With a sweeping gesture towards the cabinet, Anya stepped aside from the younger girl’s path. Chana stepped forward and carefully considered her options. “Why, Anya. Did you remove the labels from everything so that this would be more of a challenge for me.”
Anya snorted. “Don’t flatter yourself, child. How could I have known you were coming? I just don’t label the things I use all the time. So few of our people can read that there’d be no sense in it.”
“But you put symbols on things so you can describe them to the others. Bones, stars, water, animals. I’ve seen them.”
Anya laughed softly. “I suppose I might have intended to test you and so directed you towards my private supplies. Get to work, child. You’re wasting time.”
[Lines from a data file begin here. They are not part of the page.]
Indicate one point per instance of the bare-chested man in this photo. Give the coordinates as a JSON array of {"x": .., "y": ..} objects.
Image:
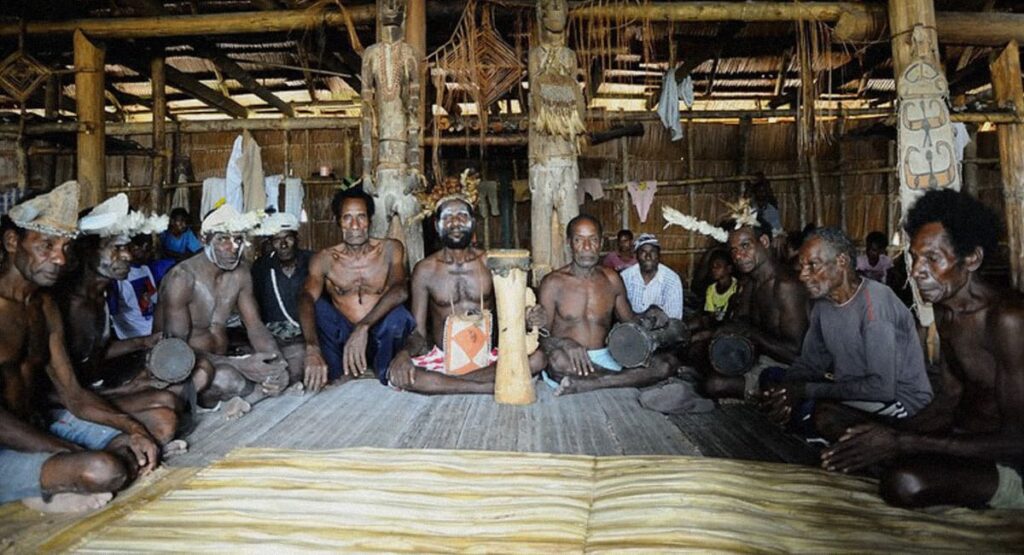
[
  {"x": 771, "y": 310},
  {"x": 364, "y": 282},
  {"x": 453, "y": 281},
  {"x": 197, "y": 298},
  {"x": 581, "y": 302},
  {"x": 103, "y": 257},
  {"x": 55, "y": 460},
  {"x": 967, "y": 447}
]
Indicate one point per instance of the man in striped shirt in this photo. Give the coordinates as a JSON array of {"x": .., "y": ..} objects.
[{"x": 651, "y": 284}]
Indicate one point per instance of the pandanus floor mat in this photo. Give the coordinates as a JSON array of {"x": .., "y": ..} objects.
[{"x": 262, "y": 500}]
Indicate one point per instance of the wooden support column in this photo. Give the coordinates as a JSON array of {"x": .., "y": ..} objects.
[
  {"x": 1009, "y": 92},
  {"x": 160, "y": 162},
  {"x": 91, "y": 155}
]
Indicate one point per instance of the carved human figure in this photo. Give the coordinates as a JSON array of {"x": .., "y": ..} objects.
[
  {"x": 390, "y": 129},
  {"x": 556, "y": 110}
]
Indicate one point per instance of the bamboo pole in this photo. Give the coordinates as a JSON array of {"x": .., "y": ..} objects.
[
  {"x": 159, "y": 176},
  {"x": 1006, "y": 69},
  {"x": 91, "y": 132}
]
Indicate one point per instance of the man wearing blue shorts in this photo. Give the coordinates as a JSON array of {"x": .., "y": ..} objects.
[{"x": 53, "y": 460}]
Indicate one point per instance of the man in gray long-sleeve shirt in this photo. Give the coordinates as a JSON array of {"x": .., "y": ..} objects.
[{"x": 861, "y": 348}]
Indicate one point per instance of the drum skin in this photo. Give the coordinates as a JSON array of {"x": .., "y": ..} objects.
[
  {"x": 171, "y": 359},
  {"x": 630, "y": 344},
  {"x": 731, "y": 354}
]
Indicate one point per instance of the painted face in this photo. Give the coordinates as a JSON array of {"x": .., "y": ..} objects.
[
  {"x": 648, "y": 257},
  {"x": 720, "y": 269},
  {"x": 937, "y": 270},
  {"x": 354, "y": 222},
  {"x": 553, "y": 15},
  {"x": 177, "y": 225},
  {"x": 625, "y": 245},
  {"x": 747, "y": 250},
  {"x": 819, "y": 268},
  {"x": 391, "y": 11},
  {"x": 224, "y": 250},
  {"x": 586, "y": 244},
  {"x": 114, "y": 257},
  {"x": 38, "y": 256},
  {"x": 285, "y": 246},
  {"x": 455, "y": 224}
]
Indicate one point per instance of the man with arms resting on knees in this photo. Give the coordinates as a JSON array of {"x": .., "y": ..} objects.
[
  {"x": 102, "y": 253},
  {"x": 351, "y": 307},
  {"x": 198, "y": 297},
  {"x": 64, "y": 460},
  {"x": 967, "y": 447},
  {"x": 581, "y": 301},
  {"x": 861, "y": 359},
  {"x": 771, "y": 308},
  {"x": 452, "y": 282}
]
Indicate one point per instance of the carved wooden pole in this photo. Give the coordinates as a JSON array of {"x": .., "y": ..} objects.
[
  {"x": 160, "y": 165},
  {"x": 1009, "y": 93},
  {"x": 91, "y": 135}
]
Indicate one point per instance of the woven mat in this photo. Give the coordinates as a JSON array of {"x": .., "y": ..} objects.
[{"x": 442, "y": 501}]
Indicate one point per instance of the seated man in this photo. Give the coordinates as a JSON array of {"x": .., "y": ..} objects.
[
  {"x": 967, "y": 447},
  {"x": 133, "y": 298},
  {"x": 449, "y": 284},
  {"x": 199, "y": 296},
  {"x": 178, "y": 242},
  {"x": 65, "y": 460},
  {"x": 351, "y": 306},
  {"x": 770, "y": 308},
  {"x": 861, "y": 358},
  {"x": 581, "y": 301},
  {"x": 278, "y": 282},
  {"x": 115, "y": 369},
  {"x": 648, "y": 283}
]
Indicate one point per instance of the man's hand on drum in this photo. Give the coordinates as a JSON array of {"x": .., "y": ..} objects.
[{"x": 570, "y": 357}]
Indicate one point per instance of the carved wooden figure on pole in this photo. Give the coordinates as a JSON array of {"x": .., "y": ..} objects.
[
  {"x": 556, "y": 112},
  {"x": 390, "y": 130}
]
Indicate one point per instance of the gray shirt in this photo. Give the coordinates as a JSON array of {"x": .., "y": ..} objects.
[{"x": 870, "y": 346}]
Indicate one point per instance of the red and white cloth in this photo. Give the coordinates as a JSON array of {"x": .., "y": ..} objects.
[{"x": 434, "y": 360}]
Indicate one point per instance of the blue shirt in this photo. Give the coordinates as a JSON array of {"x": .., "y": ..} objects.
[{"x": 186, "y": 244}]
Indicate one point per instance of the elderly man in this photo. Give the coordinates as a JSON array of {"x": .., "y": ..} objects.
[
  {"x": 198, "y": 297},
  {"x": 450, "y": 284},
  {"x": 581, "y": 302},
  {"x": 67, "y": 460},
  {"x": 861, "y": 358},
  {"x": 771, "y": 307},
  {"x": 115, "y": 369},
  {"x": 278, "y": 282},
  {"x": 351, "y": 307},
  {"x": 648, "y": 283},
  {"x": 967, "y": 447}
]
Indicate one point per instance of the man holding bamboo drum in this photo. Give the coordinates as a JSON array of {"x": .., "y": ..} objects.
[
  {"x": 453, "y": 300},
  {"x": 582, "y": 300}
]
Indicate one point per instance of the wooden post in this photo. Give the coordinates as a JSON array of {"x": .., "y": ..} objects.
[
  {"x": 160, "y": 162},
  {"x": 1009, "y": 92},
  {"x": 91, "y": 135}
]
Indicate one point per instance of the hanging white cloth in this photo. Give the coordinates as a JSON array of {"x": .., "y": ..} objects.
[{"x": 668, "y": 104}]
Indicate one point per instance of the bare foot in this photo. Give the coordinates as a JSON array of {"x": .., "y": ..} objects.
[
  {"x": 175, "y": 447},
  {"x": 565, "y": 387},
  {"x": 69, "y": 503},
  {"x": 237, "y": 408}
]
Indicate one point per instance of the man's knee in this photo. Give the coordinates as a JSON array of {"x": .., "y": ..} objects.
[
  {"x": 902, "y": 487},
  {"x": 103, "y": 472}
]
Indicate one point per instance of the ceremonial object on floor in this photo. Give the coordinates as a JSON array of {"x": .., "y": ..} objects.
[
  {"x": 633, "y": 343},
  {"x": 732, "y": 354},
  {"x": 171, "y": 360},
  {"x": 513, "y": 384}
]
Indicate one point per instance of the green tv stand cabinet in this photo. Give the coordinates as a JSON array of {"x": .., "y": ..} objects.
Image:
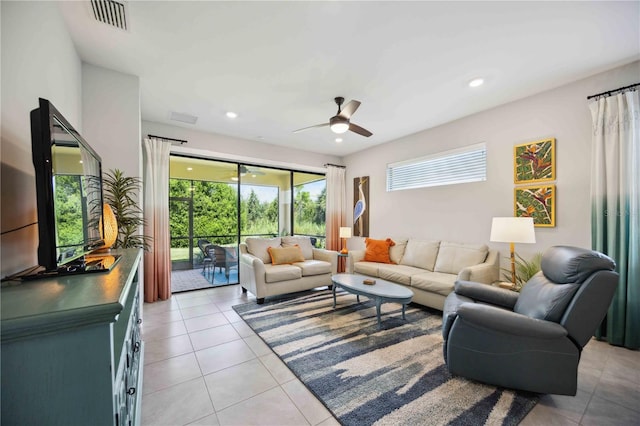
[{"x": 72, "y": 353}]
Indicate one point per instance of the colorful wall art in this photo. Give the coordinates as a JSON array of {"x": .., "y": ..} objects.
[
  {"x": 534, "y": 161},
  {"x": 360, "y": 207},
  {"x": 538, "y": 202}
]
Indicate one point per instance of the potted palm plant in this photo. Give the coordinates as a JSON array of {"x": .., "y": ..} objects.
[
  {"x": 121, "y": 193},
  {"x": 525, "y": 269}
]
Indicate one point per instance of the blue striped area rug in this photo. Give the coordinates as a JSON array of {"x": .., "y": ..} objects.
[{"x": 366, "y": 376}]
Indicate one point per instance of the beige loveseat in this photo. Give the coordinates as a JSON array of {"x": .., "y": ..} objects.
[
  {"x": 262, "y": 278},
  {"x": 430, "y": 268}
]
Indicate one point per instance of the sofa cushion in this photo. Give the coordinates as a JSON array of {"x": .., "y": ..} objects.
[
  {"x": 259, "y": 247},
  {"x": 285, "y": 255},
  {"x": 398, "y": 273},
  {"x": 303, "y": 242},
  {"x": 275, "y": 273},
  {"x": 396, "y": 252},
  {"x": 421, "y": 254},
  {"x": 453, "y": 257},
  {"x": 434, "y": 282},
  {"x": 366, "y": 268},
  {"x": 314, "y": 267},
  {"x": 378, "y": 250}
]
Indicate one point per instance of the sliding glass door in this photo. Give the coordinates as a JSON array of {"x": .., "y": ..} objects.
[{"x": 221, "y": 204}]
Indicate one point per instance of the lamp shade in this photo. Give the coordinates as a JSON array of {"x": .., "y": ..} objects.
[
  {"x": 345, "y": 232},
  {"x": 110, "y": 226},
  {"x": 512, "y": 230}
]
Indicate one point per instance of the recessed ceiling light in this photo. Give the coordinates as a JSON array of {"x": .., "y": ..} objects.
[{"x": 476, "y": 82}]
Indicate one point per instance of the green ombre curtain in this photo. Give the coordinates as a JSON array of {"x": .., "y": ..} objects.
[{"x": 615, "y": 208}]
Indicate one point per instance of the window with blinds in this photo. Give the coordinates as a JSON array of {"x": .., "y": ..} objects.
[{"x": 468, "y": 164}]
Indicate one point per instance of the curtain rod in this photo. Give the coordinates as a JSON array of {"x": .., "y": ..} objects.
[
  {"x": 168, "y": 139},
  {"x": 611, "y": 92}
]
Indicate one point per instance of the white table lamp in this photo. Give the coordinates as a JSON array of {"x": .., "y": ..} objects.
[
  {"x": 345, "y": 232},
  {"x": 512, "y": 230}
]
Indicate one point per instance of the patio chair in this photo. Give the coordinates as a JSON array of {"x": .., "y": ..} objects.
[
  {"x": 224, "y": 257},
  {"x": 207, "y": 260}
]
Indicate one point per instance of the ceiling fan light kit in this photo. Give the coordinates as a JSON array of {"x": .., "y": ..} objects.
[{"x": 340, "y": 122}]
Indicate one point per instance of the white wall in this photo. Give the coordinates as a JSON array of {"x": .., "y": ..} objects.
[
  {"x": 38, "y": 60},
  {"x": 222, "y": 147},
  {"x": 463, "y": 212},
  {"x": 111, "y": 118}
]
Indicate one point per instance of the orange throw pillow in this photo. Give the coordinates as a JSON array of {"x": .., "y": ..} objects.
[
  {"x": 285, "y": 255},
  {"x": 378, "y": 250}
]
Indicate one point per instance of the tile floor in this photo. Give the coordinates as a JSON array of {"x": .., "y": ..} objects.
[{"x": 205, "y": 366}]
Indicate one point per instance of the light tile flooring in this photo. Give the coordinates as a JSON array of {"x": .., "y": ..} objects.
[{"x": 205, "y": 366}]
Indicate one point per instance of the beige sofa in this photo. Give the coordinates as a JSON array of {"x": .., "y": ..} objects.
[
  {"x": 430, "y": 268},
  {"x": 262, "y": 278}
]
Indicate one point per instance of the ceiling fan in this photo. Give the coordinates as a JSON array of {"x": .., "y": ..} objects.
[
  {"x": 244, "y": 170},
  {"x": 340, "y": 122}
]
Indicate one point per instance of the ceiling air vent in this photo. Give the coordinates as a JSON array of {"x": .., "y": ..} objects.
[
  {"x": 184, "y": 118},
  {"x": 110, "y": 12}
]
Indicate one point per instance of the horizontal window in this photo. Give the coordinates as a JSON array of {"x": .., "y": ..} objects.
[{"x": 468, "y": 164}]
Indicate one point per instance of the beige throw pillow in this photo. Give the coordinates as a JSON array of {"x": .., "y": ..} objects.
[
  {"x": 453, "y": 257},
  {"x": 396, "y": 252},
  {"x": 303, "y": 242},
  {"x": 259, "y": 247},
  {"x": 421, "y": 254},
  {"x": 285, "y": 255}
]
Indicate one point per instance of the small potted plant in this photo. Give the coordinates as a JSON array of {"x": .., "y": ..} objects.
[{"x": 120, "y": 192}]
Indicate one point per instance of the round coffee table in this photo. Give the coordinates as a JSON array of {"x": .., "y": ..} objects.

Chana nodded and after a moment’s hesitation, turned to the pitcher of water Anya kept in the room. “The first thing she must do,” she could hear Anya’s voice in her head from years before telling her, “was to clean the wound.” She flushed it with water, letting the dirty, bloody mix run down her face and into a bowl to be thrown out later.
She then returned to the cabinet and opened a box full of clean rags, wiped her wound and her face dry. Those would have to be burned later, but that was a task for when the work was done.
She pulled a bottle of clear liquid from the shelf, unstoppered it, and sniffed. It smelled like Kayla’s still that she used to turn fruits and grain into firewater but stronger. She poured some onto another rag and wiped the wound once more, hissing as the liquid stung her like an angry insect.
Finally, she selected a long, thin rag and wrapped it around her head, tying it off with a knot so that it was firm but not painfully so. She turned to the older woman and grinned. “So simple a child could do it. I don’t know why we don’t get the children to do your job.”
Anya laughed. “Because no mother wants to see her daughter become a ‘witch.’”
“If you’re a witch, I’m a princess.”
Anya’s eyes sparkled at that, and a slow smile crept across her face. “Oh, you are, child. Just not the kind our people expect you to be.”